My guess would have been auroa also but not it..
Im going to say Hudson Detroit  
or ... no thats not it...
Joe please the hair is blockin the thought waves.. :freak: :thumbsup:


----------



## 41-willys (Jan 7, 2000)

the old mercedes factory


----------



## sethndaddy (Dec 4, 2004)

original Ford factory


----------



## 1scalevolvo (Feb 5, 2004)

I must say that you guys are getting close ! Keep trying !


Neal :dude:


----------



## T-jetjim (Sep 12, 2005)

Model T Factory in Highland Park MI?

Doesn't look like the Piquette Plant (Original Model T) and not as big as the Rouge Plant.

Jim


----------



## sethndaddy (Dec 4, 2004)

hmmm........GMC factory


----------



## fgf60 (Jun 11, 2005)

It's the caddie plant


----------



## 1scalevolvo (Feb 5, 2004)

:wave: Remember you need to ID the building & the city it is in.  


Neal :dude:


----------



## coach61 (Sep 6, 2004)

volvo1:1 said:


> :wave: Remember you need to ID the building & the city it is in.
> 
> 
> Neal :dude:


GMC in Detroit?
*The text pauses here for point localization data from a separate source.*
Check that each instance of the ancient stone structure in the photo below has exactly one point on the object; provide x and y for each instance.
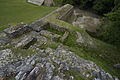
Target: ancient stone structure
(42, 2)
(37, 2)
(47, 63)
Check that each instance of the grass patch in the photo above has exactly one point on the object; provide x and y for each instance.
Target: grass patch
(16, 11)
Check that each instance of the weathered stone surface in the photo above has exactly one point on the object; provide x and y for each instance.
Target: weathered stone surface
(117, 65)
(48, 2)
(4, 40)
(11, 32)
(5, 56)
(50, 35)
(66, 34)
(37, 2)
(86, 22)
(38, 25)
(28, 43)
(84, 40)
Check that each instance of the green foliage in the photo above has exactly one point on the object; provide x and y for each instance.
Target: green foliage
(112, 32)
(16, 11)
(103, 6)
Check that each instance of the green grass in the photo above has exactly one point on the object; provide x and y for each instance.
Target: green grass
(16, 11)
(104, 55)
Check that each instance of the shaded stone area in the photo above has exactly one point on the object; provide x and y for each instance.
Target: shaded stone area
(58, 63)
(48, 63)
(42, 2)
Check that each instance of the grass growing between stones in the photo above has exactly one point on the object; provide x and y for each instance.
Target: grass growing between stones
(104, 55)
(16, 11)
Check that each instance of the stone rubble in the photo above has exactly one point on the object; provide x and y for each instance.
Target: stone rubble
(44, 65)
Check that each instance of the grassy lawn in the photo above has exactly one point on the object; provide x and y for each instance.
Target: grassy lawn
(16, 11)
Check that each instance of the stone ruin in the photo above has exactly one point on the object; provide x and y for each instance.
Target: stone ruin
(47, 62)
(42, 2)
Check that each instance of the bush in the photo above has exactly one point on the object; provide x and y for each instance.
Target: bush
(103, 6)
(112, 33)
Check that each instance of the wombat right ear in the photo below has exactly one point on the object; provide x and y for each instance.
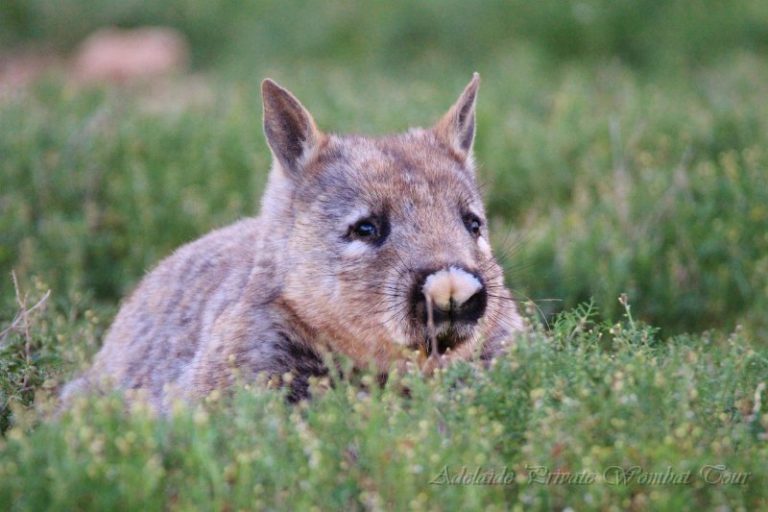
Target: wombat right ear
(289, 127)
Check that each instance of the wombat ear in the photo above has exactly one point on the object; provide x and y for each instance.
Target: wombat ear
(457, 126)
(290, 130)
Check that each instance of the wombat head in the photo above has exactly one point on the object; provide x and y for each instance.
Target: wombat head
(383, 242)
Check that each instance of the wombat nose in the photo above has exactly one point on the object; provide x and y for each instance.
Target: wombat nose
(456, 295)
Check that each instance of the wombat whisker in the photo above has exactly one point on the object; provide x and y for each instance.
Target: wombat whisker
(432, 347)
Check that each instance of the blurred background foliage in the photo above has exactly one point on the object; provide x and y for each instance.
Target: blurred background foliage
(622, 143)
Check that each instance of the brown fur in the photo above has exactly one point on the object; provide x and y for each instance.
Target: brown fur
(272, 294)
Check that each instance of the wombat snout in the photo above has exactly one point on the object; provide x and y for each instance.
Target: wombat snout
(458, 298)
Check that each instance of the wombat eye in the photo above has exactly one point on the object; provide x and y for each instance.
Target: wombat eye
(365, 230)
(473, 223)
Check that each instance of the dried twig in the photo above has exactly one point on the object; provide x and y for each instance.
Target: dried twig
(20, 323)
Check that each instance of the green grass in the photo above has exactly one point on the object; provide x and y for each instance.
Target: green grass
(622, 150)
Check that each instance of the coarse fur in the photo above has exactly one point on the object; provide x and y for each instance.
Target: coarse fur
(270, 295)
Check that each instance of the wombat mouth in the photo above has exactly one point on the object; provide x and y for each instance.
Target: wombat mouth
(447, 340)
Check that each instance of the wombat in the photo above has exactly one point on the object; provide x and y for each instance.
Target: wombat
(369, 247)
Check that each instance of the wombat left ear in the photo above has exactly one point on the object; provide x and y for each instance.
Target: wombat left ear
(289, 127)
(457, 126)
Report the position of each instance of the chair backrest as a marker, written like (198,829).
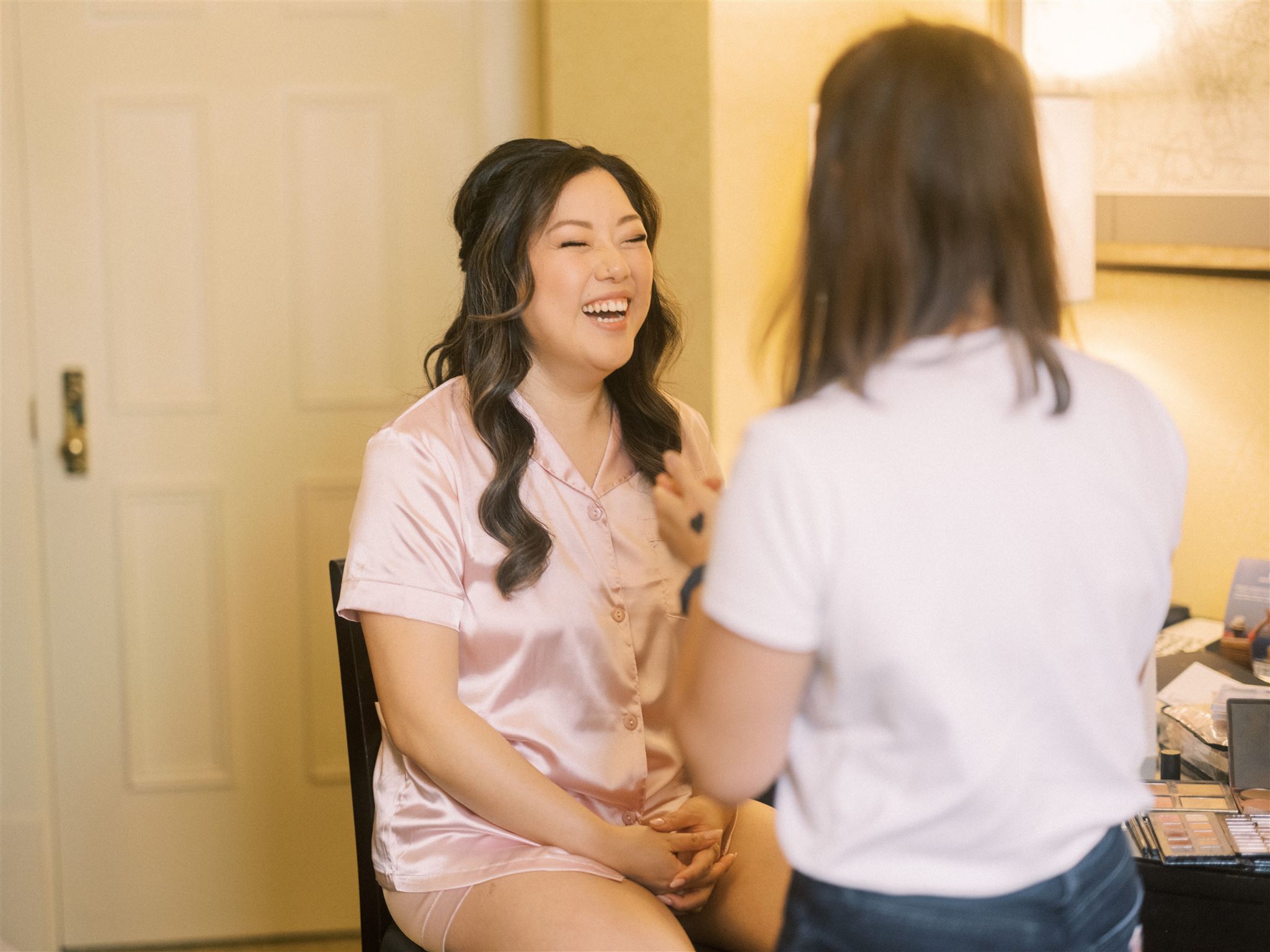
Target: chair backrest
(363,733)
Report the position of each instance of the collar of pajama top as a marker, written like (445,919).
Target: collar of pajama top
(572,671)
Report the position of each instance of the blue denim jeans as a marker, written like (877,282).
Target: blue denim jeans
(1093,907)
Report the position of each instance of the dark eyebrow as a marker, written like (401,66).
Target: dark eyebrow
(588,225)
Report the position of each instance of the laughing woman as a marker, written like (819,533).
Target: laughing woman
(520,610)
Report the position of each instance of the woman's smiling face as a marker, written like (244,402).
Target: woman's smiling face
(592,282)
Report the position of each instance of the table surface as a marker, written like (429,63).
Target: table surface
(1171,666)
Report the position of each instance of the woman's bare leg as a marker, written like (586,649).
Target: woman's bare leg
(746,908)
(564,912)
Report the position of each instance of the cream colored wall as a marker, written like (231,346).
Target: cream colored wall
(1203,346)
(27,892)
(768,60)
(633,77)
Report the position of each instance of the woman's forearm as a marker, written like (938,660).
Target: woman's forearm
(478,767)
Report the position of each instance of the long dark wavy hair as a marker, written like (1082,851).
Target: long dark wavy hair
(504,203)
(926,187)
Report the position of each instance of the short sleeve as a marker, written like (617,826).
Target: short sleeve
(698,447)
(406,551)
(763,579)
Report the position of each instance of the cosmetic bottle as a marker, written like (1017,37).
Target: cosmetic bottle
(1260,649)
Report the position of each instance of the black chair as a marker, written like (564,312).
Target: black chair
(362,729)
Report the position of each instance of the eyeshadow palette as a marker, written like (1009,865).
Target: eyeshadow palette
(1250,835)
(1191,795)
(1191,837)
(1255,800)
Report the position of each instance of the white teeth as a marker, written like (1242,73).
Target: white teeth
(607,306)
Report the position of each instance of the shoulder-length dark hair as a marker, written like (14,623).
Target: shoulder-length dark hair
(504,203)
(926,191)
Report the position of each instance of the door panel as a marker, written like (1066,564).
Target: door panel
(239,232)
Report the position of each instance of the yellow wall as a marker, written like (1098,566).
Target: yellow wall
(768,60)
(631,77)
(27,875)
(1203,346)
(710,103)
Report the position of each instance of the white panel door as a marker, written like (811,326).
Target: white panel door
(239,231)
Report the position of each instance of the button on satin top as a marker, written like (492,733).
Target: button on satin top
(573,672)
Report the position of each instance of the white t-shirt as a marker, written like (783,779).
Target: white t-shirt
(981,583)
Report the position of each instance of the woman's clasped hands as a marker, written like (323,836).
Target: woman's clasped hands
(700,867)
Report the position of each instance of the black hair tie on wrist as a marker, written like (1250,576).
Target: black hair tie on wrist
(690,586)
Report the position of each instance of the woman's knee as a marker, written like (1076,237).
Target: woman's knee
(563,912)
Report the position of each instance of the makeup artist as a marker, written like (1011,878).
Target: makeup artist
(938,571)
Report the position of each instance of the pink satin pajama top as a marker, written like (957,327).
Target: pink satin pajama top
(573,671)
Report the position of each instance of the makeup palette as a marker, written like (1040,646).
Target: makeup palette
(1191,795)
(1254,800)
(1208,838)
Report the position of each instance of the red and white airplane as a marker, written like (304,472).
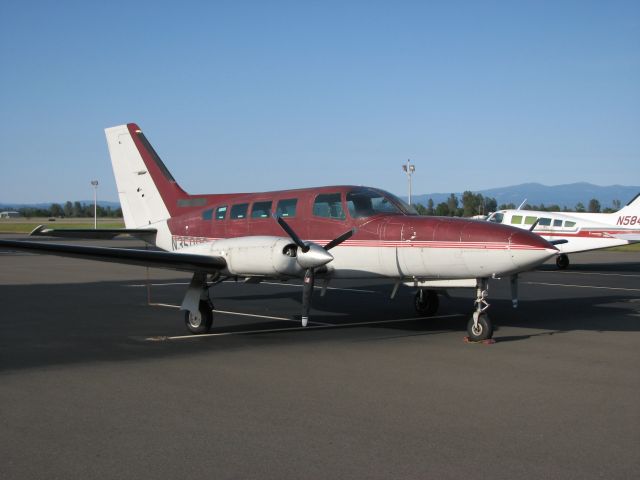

I drove by it once very fast when I got lost in the finest neighbourhood in Deroit...Nice people..(not) I even ran red lights....

Dave


----------



## T-jetjim (Sep 12, 2005)

Neal- Finally - This is the Fisher Body Works plant. It originally made bodies for Cadillac and evetually merged with GM in the 20's.

Located at the corner of Hastings and Piquette Ave in Detroit, just east of Woodward, it was called Fisher Body 21

Jim


----------



## 1scalevolvo (Feb 5, 2004)

*We Have A Winner ! Congradulations*



T-jetjim said:


> Neal- Finally - This is the Fisher Body Works plant. It originally made bodies for Cadillac and evetually merged with GM in the 20's.
> 
> Located at the corner of Hastings and Piquette Ave in Detroit, just east of Woodward, it was called Fisher Body 21
> 
> Jim


 :wave: CONGRADULATIONS !

Jim, you are the winner ! I bet you figured out it was a place where cars were built like Detroit & then googled up some web sites that had pictures of Detroit like I once did.Send me your address & I will send you your Rat Rod kit !

Regards, Neal :dude:


----------



## T-jetjim (Sep 12, 2005)

Neal- I googled a lot of stuff. This took me hours. But I learnd a lot of history along the way, mainy about the Ford plants. There are not a lot of pictures of these old plants and most are just from one angle.
Thanks for the contest - You've got a PM!
Jim


----------



## fgf60 (Jun 11, 2005)

So I was right, I glad I gave it away.........


----------